Common Name: common pear 
Type: Fruit
Family: Rosaceae
Zone: 5 to 8
Height: 10.00 to 15.00 feet
Spread: 8.00 to 12.00 feet
Bloom Time: April to May
Bloom Description: White
Sun: Full sun
Water: Medium
Maintenance: High
Suggested Use: Flowering Tree
Flower: Showy, Fragrant
Attracts: Birds
Fruit: Showy, Edible
Tolerate: Clay Soil

Noteworthy Characteristics

Pyrus communis, commonly called European pear or common pear, is a parent of a large number of pear cultivars grown for fruit production. It has been widely planted in North America, and has escaped cultivation and naturalized throughout much of the eastern U.S. in abandoned fields, along fencerows and in open woodland areas. Most of the pears sold in supermarkets today come from varieties of this species, including such old favorites as ‘Comice’, ‘Bartlett’ and ‘Anjou’. Cultivated pears are grafted onto rootstocks which influence the size of the tree, resistance to pests and diseases, time to fruiting maturity, and overall longevity. Standard trees typically grow to 25-30’ (less frequently to 60’) tall with upright branching and pyramidal form. Trees grafted to dwarfing rootstocks generally grow to 8-10’ tall. Ovate to elliptic glossy dark green leaves (to 4” long) have crenate to serrate margins. Foliage turns shades of red and yellow in fall. Aromatic, 5-petaled, creamy white (occasionally flushed with pale pink) flowers in corymbs appear in early spring on spur-like branchlets. Flowers give way to edible, pear-shaped fruits that ripen from mid summer to fall depending on cultivar. P. communis is sometimes used as a collective name for all pear cultivars grown for their fruit.
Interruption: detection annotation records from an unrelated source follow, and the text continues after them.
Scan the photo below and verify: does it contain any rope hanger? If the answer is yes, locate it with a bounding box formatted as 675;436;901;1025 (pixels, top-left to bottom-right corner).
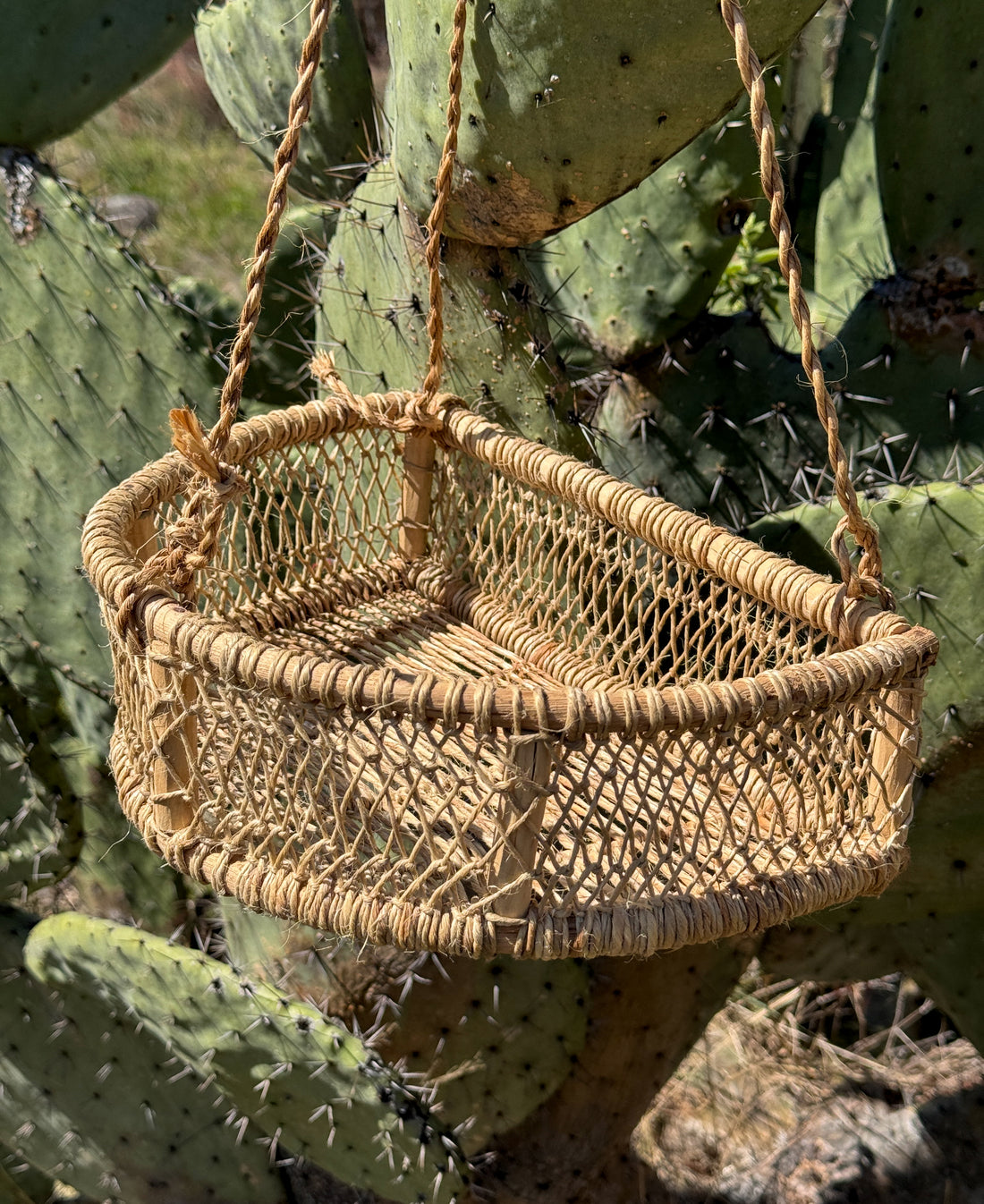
128;0;894;613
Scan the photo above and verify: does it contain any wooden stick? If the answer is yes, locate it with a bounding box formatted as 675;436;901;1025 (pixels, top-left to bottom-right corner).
400;435;437;560
870;680;925;835
490;739;553;919
130;512;198;832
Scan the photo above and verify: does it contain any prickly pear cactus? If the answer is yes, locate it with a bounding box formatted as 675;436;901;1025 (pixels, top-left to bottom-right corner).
373;956;589;1153
874;0;984;293
318;163;588;456
0;0;200;150
0;907;285;1204
195;0;378;201
751;481;984;1047
386;0;819;247
25;914;467;1204
247;205;338;399
0;658;83;901
528;105;759;363
0;157;216;695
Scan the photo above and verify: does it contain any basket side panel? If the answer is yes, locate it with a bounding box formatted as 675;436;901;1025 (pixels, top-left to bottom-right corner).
434;454;836;688
201;430;400;632
109;621;915;953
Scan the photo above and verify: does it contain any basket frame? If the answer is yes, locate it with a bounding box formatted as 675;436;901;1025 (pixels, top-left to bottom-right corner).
83;394;938;958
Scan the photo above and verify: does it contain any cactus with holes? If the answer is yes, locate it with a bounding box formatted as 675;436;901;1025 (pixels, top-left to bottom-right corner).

Genus name is the Latin name for pear.

Specific epithet means common.

'Seckel' is a vigorous pear selection that will reach up to 15' tall and 12' wide (10' tall and 8' wide on dwarf rootstock) with a rounded to spreading canopy and upright habit. The white flowers bloom in spring and are followed by small to medium sized fruits. The fruits have bronzy purple to yellow skin and sweet, smooth, aromatic flesh. This cultivar is partially self-fertile, but will produce larger yields with another individual nearby.


Pears are usually very susceptible to fireblight, particularly in years with warm and wet spring weather. Additional disease problems include anthracnose, canker, scab and powdery mildew. Insect visitors include pear psylla, coddling moth and borers.

'Seckel' is resistant to fireblight.


Althought the early spring flowers are beautiful and the fruit is attractive, common pear is normally grown only for its fruit crop and not as an ornamental. May be espaliered.